Edinburgh means so much to me and is the source of many fond memories: enchanted by the costume wizardry of Ennio Marchetto, being handed a Kleenex from a stranger as I sobbed uncontrollably in Rosa Hesmondhalgh’s Madame Ovary, beaming after a friend snuck me in to watch a sold-out James Acaster gig from the lighting box – to name a few. It is not just the city in which I fell in love with theatre but also with my long-term boyfriend after we were both cast in the same youth theatre production in our teenage years. We have returned to the festival together every year since.

It is okay to be mourning Edinburgh. I will miss the glorious moment of pulling into Waverly station on July 28, the wobbly sensation of pre-show jitters, the scalding mac and cheese scoffed on the hoof to a show on the other side of Cowgate and even the thick film of sticky sweat that lingers in every unventilated venue.

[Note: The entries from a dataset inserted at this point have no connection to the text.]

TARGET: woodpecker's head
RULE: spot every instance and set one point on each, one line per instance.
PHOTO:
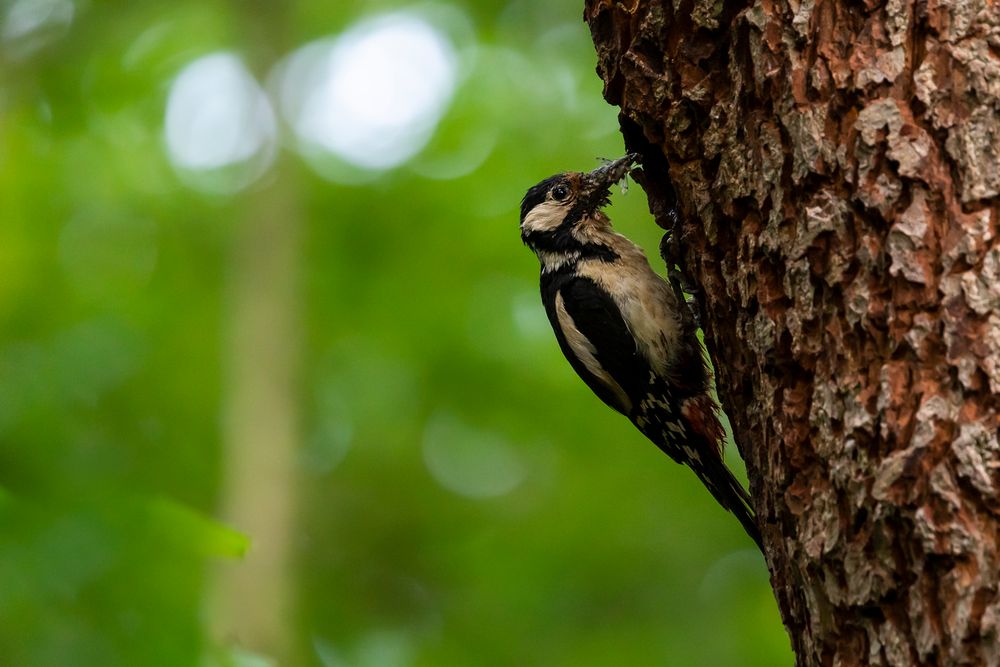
(560, 214)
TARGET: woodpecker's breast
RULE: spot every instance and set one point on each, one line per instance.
(646, 302)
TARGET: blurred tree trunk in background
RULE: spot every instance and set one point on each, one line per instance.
(252, 603)
(836, 167)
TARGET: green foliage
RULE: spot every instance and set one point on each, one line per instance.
(461, 497)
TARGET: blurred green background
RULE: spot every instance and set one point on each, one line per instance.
(276, 386)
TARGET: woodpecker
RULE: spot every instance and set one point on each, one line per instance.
(627, 332)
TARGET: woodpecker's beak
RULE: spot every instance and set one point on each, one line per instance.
(597, 184)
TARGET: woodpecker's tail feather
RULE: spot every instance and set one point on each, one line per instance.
(696, 443)
(728, 492)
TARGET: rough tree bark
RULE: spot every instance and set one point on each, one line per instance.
(837, 169)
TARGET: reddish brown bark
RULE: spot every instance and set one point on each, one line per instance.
(837, 169)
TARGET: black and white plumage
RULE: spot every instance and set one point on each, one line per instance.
(625, 330)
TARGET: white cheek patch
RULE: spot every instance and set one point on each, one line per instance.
(545, 217)
(587, 354)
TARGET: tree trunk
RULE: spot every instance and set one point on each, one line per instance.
(837, 168)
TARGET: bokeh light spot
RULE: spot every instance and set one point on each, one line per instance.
(220, 128)
(373, 96)
(468, 461)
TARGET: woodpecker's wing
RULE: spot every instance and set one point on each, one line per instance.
(596, 341)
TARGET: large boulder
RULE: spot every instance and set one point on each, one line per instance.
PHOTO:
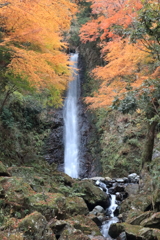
(76, 206)
(49, 204)
(153, 221)
(134, 232)
(34, 226)
(135, 217)
(78, 226)
(15, 191)
(92, 195)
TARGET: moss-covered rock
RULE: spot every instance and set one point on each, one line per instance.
(92, 195)
(152, 221)
(49, 204)
(8, 235)
(3, 170)
(34, 226)
(76, 206)
(71, 233)
(15, 191)
(85, 224)
(135, 217)
(134, 232)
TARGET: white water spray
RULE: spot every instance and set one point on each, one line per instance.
(71, 131)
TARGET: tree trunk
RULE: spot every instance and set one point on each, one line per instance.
(149, 144)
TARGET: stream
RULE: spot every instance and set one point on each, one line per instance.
(71, 129)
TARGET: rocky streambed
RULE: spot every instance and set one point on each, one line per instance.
(38, 202)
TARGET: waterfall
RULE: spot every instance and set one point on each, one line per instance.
(71, 131)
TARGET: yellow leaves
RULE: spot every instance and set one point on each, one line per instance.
(126, 68)
(33, 31)
(42, 69)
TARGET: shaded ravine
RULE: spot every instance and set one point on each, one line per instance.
(55, 148)
(71, 126)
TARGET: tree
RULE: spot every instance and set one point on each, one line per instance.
(128, 34)
(33, 32)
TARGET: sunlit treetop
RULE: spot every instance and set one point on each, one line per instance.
(33, 31)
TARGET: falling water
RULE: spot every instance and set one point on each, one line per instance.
(71, 133)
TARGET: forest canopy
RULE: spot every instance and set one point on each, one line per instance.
(128, 33)
(32, 32)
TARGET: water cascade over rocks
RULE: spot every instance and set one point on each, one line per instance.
(116, 189)
(71, 131)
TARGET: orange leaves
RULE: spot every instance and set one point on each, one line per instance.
(42, 69)
(109, 13)
(126, 68)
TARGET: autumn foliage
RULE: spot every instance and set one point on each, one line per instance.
(33, 31)
(129, 46)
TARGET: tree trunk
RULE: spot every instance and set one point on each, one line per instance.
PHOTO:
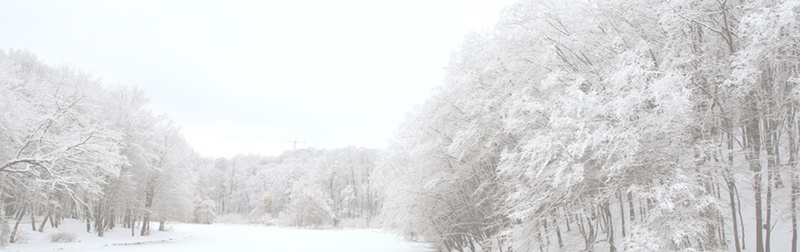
(44, 221)
(20, 214)
(793, 135)
(752, 153)
(33, 218)
(729, 181)
(621, 212)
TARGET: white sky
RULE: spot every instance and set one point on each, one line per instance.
(246, 77)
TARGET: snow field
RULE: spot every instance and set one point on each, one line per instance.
(198, 237)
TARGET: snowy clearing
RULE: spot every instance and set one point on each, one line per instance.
(197, 237)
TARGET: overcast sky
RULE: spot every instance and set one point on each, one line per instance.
(248, 77)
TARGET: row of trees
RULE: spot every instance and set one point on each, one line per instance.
(65, 154)
(299, 188)
(642, 125)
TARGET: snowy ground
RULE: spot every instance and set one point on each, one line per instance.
(193, 237)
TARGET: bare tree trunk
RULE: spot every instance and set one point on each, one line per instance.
(44, 221)
(621, 212)
(20, 214)
(729, 181)
(33, 218)
(752, 153)
(793, 135)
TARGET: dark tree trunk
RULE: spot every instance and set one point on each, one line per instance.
(752, 153)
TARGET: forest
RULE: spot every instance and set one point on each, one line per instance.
(584, 125)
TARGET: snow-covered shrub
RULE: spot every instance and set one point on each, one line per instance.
(63, 237)
(204, 211)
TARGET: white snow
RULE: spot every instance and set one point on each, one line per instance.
(220, 237)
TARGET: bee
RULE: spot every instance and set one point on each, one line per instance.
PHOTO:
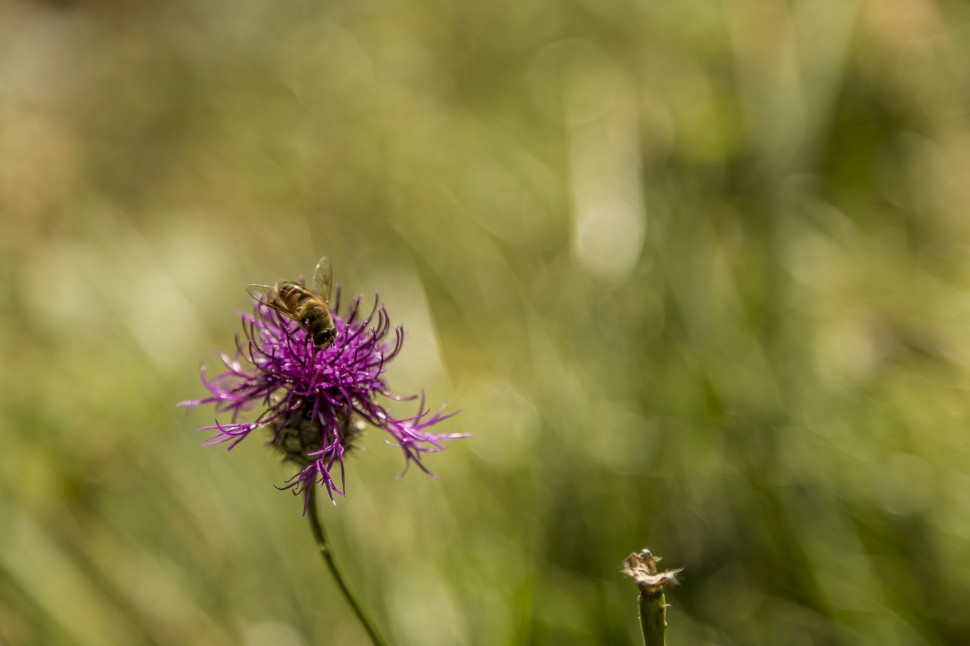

But let this year off galvanise introspection and action on how to cultivate a healthier and more diverse festival environment. I will be more vocal about the festival’s drawbacks when it is revered by artists. I will call out venues that perpetuate exclusivity and condemn their majority-white programming (readers, you can donate to Fringe of Colour, a charity that strives to combat the lack of representation of Black and Brown voices at the festival). I will implement further eco-practices in my work. Venues must also make a conscious effort to support non-fringe-going theatre makers to dismantle the Edinburgh-centric career progression of early-stage artists.

Yes, I fell out of love with the Edinburgh Festival Fringe, but distance can only make the heart grow fonder.